Church of England ecclesiastical office

The Archdeacon of West Cumberland is responsible for the archdeaconry of West Cumberland, one of three administrative divisions of the Church of England (Anglican) Diocese of Carlisle. The archdeaconry was created (mostly from the Archdeaconry of Westmorland but with a little territory from Furness and Carlisle archdeaconries) by Order-in-Council on 7 August 1959.

==List of archdeacons==
The archdeaconry was erected in 1959; Pugh was the first archdeacon.
- 1959–1970 (res.): Edward Pugh (became Bishop suffragan of Penrith)
- 1970 – 31 March 1979 (res.): Bill Hardie, Vicar of Haile
- 1979 – 31 March 1991 (ret.): Burnham Hodgson (afterwards archdeacon emeritus)

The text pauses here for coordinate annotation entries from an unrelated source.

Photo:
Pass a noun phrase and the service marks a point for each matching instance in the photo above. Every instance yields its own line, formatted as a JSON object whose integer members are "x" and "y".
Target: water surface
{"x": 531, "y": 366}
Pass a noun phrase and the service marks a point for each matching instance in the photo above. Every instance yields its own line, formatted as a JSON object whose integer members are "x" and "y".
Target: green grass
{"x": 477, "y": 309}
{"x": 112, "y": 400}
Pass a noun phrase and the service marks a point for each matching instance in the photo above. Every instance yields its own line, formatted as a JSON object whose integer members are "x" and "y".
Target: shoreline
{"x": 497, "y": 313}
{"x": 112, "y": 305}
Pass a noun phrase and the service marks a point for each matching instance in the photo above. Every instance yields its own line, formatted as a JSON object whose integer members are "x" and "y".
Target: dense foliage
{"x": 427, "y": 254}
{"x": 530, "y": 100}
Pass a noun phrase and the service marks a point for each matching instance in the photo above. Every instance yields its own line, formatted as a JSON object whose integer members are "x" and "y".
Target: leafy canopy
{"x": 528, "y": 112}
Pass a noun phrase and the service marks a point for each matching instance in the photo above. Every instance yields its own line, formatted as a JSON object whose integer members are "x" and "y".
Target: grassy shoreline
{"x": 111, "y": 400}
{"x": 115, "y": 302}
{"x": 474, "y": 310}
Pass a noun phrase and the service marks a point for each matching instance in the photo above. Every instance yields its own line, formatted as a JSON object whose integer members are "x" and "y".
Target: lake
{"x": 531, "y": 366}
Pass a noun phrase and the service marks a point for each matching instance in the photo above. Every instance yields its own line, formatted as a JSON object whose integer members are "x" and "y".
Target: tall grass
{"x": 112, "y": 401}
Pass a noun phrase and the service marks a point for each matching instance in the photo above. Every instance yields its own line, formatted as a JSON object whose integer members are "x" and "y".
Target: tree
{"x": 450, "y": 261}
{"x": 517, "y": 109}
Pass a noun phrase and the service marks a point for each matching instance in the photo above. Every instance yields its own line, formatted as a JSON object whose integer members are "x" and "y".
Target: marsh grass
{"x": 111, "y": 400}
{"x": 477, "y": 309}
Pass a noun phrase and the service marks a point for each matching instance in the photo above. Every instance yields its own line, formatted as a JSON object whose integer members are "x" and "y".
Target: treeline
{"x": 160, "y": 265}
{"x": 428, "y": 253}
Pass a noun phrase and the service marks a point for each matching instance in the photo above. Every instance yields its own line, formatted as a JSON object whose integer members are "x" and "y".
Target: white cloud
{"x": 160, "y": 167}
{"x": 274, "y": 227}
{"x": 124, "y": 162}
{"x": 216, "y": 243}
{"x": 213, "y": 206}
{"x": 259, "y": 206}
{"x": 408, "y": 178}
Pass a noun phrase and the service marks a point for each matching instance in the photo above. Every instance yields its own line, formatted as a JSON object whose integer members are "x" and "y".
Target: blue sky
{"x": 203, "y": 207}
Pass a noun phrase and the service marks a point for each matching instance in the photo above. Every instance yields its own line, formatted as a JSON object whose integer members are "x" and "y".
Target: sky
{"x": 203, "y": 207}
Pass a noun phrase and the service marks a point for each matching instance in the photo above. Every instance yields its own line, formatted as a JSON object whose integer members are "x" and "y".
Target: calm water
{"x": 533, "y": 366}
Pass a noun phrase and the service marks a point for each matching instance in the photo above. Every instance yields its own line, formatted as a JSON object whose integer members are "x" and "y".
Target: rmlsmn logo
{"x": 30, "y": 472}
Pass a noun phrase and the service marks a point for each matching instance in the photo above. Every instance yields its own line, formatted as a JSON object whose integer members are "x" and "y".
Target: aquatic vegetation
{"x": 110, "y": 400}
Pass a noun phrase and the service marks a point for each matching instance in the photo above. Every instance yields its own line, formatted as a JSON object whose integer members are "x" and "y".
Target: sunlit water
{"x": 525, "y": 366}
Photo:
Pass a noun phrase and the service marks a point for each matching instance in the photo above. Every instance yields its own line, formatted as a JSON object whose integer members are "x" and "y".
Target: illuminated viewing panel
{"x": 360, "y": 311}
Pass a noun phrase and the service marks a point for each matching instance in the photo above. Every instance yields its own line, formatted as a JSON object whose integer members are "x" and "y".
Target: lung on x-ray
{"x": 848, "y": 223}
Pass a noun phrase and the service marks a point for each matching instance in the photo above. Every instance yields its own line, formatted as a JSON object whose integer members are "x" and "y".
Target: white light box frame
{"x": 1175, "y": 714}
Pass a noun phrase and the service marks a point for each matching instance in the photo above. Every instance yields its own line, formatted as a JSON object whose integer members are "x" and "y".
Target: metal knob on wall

- September 1991 – November 1996 (res.): John Packer, Priest-in-charge of Bridekirk from 1995 (became Bishop suffragan of Warrington)
- 1996–2004 (ret.): Alan Davis
- 2004–2008 (ret.): Colin Hill
- 20 January 2009 – 2022: Richard Pratt (alone)
- 24 January 2022 – present: Stewart Fyfe was collated Archdeacon of West Cumberland and Richard Pratt licensed as Associate Archdeacon in a job-share arrangement. Pratt was then collated Archdeacon of Carlisle in 2023.